Just minutes after her birth, Jake said, "That was so easy!"  Everyone laughed and Jack, my oldestsaid, "Dad, you didn't have to do it!" But, he was right--it just seemed so simple and natural to be at home, surrounded by those that I love. It didn't feel like a big, dramatic affair--it was just how I hoped it would be; no, it was better than I hoped it would be.
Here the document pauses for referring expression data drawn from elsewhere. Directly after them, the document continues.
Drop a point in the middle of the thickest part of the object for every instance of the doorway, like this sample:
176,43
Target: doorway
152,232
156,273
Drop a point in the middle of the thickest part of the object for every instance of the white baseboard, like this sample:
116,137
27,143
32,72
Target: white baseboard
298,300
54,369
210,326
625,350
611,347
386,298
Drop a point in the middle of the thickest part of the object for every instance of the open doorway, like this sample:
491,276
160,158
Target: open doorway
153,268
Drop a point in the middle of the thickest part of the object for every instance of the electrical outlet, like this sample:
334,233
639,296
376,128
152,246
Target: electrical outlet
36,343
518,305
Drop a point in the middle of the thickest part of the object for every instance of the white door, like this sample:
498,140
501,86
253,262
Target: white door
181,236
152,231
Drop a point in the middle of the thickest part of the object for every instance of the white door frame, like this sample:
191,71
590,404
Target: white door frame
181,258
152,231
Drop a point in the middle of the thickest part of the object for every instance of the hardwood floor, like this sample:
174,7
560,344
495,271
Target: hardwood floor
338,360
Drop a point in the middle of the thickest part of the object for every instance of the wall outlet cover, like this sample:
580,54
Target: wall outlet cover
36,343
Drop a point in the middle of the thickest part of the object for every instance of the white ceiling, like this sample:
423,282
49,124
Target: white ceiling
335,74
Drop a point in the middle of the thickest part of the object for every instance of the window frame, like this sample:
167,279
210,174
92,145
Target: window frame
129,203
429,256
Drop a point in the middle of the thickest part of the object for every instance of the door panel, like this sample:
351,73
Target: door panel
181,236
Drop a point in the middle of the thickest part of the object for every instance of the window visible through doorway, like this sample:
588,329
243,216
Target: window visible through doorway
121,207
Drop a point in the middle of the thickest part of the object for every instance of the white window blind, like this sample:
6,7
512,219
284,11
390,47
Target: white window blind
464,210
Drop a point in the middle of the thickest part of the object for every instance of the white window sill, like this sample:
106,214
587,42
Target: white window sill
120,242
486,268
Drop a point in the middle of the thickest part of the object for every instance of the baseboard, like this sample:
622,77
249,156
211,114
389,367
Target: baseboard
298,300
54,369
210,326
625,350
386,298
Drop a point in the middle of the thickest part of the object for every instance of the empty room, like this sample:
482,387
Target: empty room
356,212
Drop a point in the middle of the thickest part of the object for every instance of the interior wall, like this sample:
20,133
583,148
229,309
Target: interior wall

Jane's birth was so beautiful. She was born on her brother Sam's birthday. It was such a tender mercy that she decided to come on that day. There were so many things that I wished would have happened differently at Sam's birth and many things that were painful for me to remember when I would think of that day. My heart is so full of gratitude that God had a perfect plan. My pain was so deep, but now I feel exquisite joy and gratitude. The difficulties of Sam's birth, 6 years ago, is what propelled me to seek for something better and I am now grateful for that experience. Jane and Sam's birthdays will hold an entire new meaning for me--a new birth in so many ways.